Unidade de armas químicas foi montada por militar dissidente russo e conta com versão avançada de míssil Scud

Roberto Godoy, O Estado de S.Paulo

22 de agosto de 2013 | 02h14

Na Síria, a morte é azul. É uma nuvem fina e clara que brilha na noite - e leva a morte até centenas de pessoas, sufocadas pelas feridas, pelo inchaço das mucosas, pelo colapso respiratório.

As armas químicas do arsenal do regime de Bashar Assad foram aperfeiçoadas; passaram a ter um comportamento sofisticado, o "decaimento limitado e controlado" - cobrem uma área determinada e perdem a capacidade intoxicante em poucos minutos. A devastação, todavia, está garantida, como comprovam as vítimas de Daraya, em abril e, de agora, em Kafr Batna. Os vestígios limitam-se a fragmentos.

No total, teriam sido mortas até 1,5 mil pessoas, entre idosos, crianças e adultos doentes, muitos dos quais pacientes internados em hospitais.

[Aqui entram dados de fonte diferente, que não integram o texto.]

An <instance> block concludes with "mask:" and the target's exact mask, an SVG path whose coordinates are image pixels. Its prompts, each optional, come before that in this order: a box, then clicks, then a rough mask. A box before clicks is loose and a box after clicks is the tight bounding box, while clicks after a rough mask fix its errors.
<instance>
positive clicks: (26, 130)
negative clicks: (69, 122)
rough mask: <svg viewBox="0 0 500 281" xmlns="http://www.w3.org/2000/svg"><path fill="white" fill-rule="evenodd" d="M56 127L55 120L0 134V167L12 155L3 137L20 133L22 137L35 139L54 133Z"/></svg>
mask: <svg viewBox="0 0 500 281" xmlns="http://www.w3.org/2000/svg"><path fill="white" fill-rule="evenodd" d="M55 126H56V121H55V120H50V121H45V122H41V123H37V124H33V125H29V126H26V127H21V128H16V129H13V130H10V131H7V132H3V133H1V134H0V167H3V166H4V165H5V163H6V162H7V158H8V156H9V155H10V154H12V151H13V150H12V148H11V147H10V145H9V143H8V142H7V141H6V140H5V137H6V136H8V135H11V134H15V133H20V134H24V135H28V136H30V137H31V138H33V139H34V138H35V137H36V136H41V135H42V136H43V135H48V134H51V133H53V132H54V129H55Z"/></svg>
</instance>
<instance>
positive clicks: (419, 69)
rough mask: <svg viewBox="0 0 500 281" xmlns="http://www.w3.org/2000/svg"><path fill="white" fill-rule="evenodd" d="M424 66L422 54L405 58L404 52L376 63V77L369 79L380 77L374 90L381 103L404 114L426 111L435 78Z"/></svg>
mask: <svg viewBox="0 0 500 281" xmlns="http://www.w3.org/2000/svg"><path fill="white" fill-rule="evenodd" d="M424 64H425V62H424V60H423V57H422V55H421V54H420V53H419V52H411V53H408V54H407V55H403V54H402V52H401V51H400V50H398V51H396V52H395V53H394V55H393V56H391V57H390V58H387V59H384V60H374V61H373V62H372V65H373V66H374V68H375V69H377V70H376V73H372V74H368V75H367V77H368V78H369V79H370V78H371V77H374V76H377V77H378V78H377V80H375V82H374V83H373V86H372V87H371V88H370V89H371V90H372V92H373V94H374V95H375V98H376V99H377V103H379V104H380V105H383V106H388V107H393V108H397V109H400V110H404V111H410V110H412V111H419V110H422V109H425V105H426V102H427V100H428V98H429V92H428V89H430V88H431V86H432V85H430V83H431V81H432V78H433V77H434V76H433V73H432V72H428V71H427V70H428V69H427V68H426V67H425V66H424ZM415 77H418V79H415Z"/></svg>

A perícia que os inspetores internacionais, recém-chegados à Síria, vão fazer, pode ser dificultada pelo uso do gás sarin, agente que provoca vômito incontrolável, lacrimejamento intenso e sensação de queimadura da pele. O antídoto, a atropina, precisa ser ministrado em poucos minutos. Isso raramente acontece garante George Sabra, da Coalizão Nacional, revelando que os estoques do país já estão esgotados. As doses remanescentes ficam em poder das Forças Armadas. Bashar Assad mantém um Comando Aeroestratégico dotado de muitas bombas e de até 100 ogivas de 700 quilos, armadas com gases.

O principal lançador é o Hwasong-6, uma versão modernizada pela Coreia do Norte do míssil Scud, produzido na União Soviética. A atual configuração tem sistema digital de navegação e alcance expandido, na faixa de 600 km. A unidade foi organizada pelo general dissidente russo Anatoli V. Kuntsevich, um ex-assessor de Vladimir Putin para assuntos de armas químicas e biológicas.

Kuntsevich responde, desde 2002, a um processo por contrabando de 600 quilos do agente multiplicador do gás VX2, que atua sobre o sistema nervoso central. O general Anatoli instalou um laboratório, na periferia da cidade de Alepo, para a produção de Iperita, o gás de mostarda, que produz úlceras e edemas na mucosa respiratória.